O MURAL PIONEIRO Antes de Pelegrini tivemos a incursão de Elias Farah na descrição da saga pioneira em contos e romance como Terra Roxa. Mas Terra Vermelha é extremamente rico e mesmo alguém não familiarizado com Londrina há de identificar as figuras que transitam naquele mundo em construção e com os nomes ligeiramente alterados como o do maior arquiteto paranaense e dos maiores do Brasil, Vilanova Artigas, indicado como o marxista-leninista Urtigas. E assim com os nomes de Garcia, Hosken de Novaes, João Saldanha com seu envolvimento na guerrilha de Porecatu, profissionais liberais, líderes operários e os próprios Pelegrini nominados Pelerini e até o geólogo Reinhard Maack aparece fazendo medições de campo na bacia do Tibagi, um mural denso e severo como documento enriquecido pela transfiguração literária.

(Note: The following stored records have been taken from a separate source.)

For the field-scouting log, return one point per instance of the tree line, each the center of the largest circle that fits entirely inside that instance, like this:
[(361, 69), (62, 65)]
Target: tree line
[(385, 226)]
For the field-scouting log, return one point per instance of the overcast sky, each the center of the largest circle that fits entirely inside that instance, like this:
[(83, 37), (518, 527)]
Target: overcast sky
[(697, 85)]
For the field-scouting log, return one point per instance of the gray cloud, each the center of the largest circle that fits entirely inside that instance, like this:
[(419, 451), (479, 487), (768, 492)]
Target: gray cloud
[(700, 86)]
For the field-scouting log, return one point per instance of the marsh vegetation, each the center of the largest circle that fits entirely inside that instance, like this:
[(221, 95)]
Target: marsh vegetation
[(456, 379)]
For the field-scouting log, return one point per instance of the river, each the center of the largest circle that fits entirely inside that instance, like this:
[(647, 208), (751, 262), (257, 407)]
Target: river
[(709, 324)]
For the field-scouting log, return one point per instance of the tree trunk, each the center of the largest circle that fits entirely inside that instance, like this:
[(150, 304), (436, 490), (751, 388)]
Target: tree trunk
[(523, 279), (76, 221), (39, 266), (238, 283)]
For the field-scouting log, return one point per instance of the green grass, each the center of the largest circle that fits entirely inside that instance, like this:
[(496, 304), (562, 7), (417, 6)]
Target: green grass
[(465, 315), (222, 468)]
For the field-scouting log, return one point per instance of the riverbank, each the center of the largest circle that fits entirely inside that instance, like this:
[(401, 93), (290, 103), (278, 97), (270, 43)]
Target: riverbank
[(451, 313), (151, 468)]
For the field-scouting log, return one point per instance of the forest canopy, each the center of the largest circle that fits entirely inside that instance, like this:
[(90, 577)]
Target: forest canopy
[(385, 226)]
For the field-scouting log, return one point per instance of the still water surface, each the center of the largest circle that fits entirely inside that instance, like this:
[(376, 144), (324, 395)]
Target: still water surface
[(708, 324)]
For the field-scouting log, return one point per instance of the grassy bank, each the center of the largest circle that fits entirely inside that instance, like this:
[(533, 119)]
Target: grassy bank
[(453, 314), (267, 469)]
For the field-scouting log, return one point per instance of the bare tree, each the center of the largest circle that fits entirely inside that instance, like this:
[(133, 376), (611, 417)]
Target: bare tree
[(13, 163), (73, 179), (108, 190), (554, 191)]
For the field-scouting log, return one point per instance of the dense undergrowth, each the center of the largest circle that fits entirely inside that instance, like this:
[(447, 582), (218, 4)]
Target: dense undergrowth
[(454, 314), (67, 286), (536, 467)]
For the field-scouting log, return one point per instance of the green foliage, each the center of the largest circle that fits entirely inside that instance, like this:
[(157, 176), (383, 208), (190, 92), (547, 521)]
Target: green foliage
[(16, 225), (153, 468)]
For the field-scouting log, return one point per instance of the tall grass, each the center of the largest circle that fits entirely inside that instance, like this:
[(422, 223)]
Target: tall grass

Apesar do título provocativo da obra de Jamil Snege, tanto esse livro como o de Pelegrini se ligam ao trabalho, ao homo faber, sem desprezo da fantasia e da exasperação do homo ludens, do jogo e do lúdico. Pelegrini, mais apolínio; Snege, mais dionisíaco.
BENDITO BENTO Se essa leitura mostra que temos romancistas com expressão nacional (e há ainda o Noel Nascimento de Casa Verde e a seqüência de Cristovão Tezza), a viagem pelos anais parlamentares e a oratória de Munhoz da Rocha leva a um sentimento de frustração por não contarmos, à exceção talvez de Gustavo Fruet, com um deputado capaz de merecer a audiência do Brasil em termos de inteligentzia e cosmovisão, uma contribuição que mereça evocação e crie, no campo da filosofia política, a sensação do orgulho da raiz, a mesma que se desfruta diante da obra de Jamil Snege e de Domingos Pelegrini.
Leio pouco. Muitos livros deixo-os nas primeiras páginas e isso aconteceu com Joyce e não era o complexo de Ulisses e de Finnegans Wake. Desculpa que sempre tenho à mão quando alguém me envia uma obra que não leio. Se Joyce foi deixado de lado por que não outros, nem sempre tão celebrados?